There were 8,772 households in Sun Lakes, of which 1.9% had children under the age of 18 living in them. Of all households, 54.2% were married-couple households, 11.7% were households with a male householder and no spouse or partner present, and 31.0% were households with a female householder and no spouse or partner present. About 36.4% of all households were made up of individuals, and 31.3% had someone living alone who was 65 years of age or older.

There were 10,222 housing units, of which 14.2% were vacant. The homeowner vacancy rate was 1.1% and the rental vacancy rate was 10.3%.

===2000 census===

At the 2000 census there were 11,936 people, 6,683 households, and 4,798 families in the CDP. The population density was 2,278.7 PD/sqmi. There were 7,746 housing units at an average density of 1,478.8 /sqmi.
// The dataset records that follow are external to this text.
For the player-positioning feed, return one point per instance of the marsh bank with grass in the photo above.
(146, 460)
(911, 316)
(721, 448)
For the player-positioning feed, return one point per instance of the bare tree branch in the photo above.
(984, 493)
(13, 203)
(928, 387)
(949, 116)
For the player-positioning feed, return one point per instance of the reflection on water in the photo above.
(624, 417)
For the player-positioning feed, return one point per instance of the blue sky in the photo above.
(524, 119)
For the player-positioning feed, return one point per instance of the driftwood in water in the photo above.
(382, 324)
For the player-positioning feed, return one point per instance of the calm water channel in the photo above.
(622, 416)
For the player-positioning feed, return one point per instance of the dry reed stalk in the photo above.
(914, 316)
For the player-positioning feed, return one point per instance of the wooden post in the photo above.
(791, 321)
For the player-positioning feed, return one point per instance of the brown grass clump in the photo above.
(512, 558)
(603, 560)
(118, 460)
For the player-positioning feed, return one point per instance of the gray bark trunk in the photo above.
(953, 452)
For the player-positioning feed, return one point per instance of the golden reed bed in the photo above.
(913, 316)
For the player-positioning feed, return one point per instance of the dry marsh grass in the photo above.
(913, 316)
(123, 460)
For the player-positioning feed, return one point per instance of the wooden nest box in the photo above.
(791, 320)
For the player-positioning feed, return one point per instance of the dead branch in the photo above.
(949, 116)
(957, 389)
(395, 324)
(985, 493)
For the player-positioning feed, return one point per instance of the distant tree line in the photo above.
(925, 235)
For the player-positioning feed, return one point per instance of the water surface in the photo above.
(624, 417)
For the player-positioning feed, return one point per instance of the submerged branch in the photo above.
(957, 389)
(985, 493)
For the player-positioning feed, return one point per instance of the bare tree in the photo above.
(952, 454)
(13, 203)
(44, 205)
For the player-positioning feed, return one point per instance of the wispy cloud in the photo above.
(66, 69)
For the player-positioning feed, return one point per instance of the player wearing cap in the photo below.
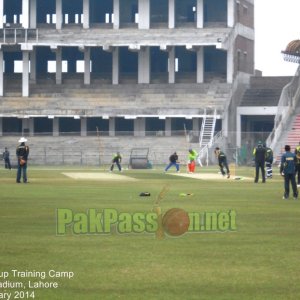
(222, 159)
(288, 170)
(22, 153)
(259, 154)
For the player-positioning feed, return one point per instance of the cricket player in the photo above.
(288, 170)
(6, 159)
(222, 159)
(173, 162)
(117, 159)
(297, 153)
(259, 154)
(192, 157)
(269, 161)
(22, 153)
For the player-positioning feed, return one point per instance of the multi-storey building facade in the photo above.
(121, 65)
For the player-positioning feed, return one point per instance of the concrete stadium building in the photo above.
(126, 67)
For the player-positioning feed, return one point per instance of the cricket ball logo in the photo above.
(174, 222)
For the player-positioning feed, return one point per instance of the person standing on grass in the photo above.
(259, 154)
(288, 170)
(173, 162)
(117, 159)
(192, 157)
(22, 153)
(297, 153)
(6, 159)
(222, 159)
(269, 161)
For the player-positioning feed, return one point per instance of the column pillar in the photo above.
(32, 21)
(172, 65)
(144, 65)
(111, 127)
(25, 74)
(144, 14)
(168, 127)
(1, 126)
(230, 59)
(87, 69)
(171, 14)
(200, 14)
(33, 65)
(200, 65)
(115, 70)
(86, 14)
(59, 14)
(83, 127)
(1, 13)
(116, 9)
(230, 13)
(58, 74)
(25, 13)
(238, 129)
(55, 127)
(139, 127)
(1, 75)
(31, 126)
(196, 126)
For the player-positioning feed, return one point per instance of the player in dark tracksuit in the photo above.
(22, 153)
(269, 161)
(173, 162)
(297, 152)
(259, 154)
(288, 170)
(6, 159)
(222, 159)
(117, 158)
The racial makeup of the CDP was 98.4% White, 0.8% Black or African American, 0.1% Native American, 0.3% Asian, <0.1% Pacific Islander, 0.1% from other races, and 0.3% from two or more races. 0.9% of the population were Hispanic or Latino of any race.

Of the 6,683 households 0.1% had children under the age of 18 living with them, 69.5% were married couples living together, 1.8% had a female householder with no husband present, and 28.2% were non-families. 25.8% of households were one person and 20.6% were one person aged 65 or older. The average household size was 1.79 and the average family size was 2.06.

The age distribution was 0.2% under the age of 18, 0.3% from 18 to 24, 2.1% from 25 to 44, 31.3% from 45 to 64, and 66.2% 65 or older. The median age was 69 years. For every 100 females, there were 82.6 males. For every 100 females age 18 and over, there were 82.6 males.

The median household income was $43,634 and the median family income was $50,333. Males had a median income of $46,250 versus $35,350 for females. The per capita income for the CDP was $33,394. About 2.0% of families and 2.8% of the population were below the poverty line, including none of those under age 18 and 3.0% of those age 65 or over.
==Education==
It is in the Chandler Unified School District.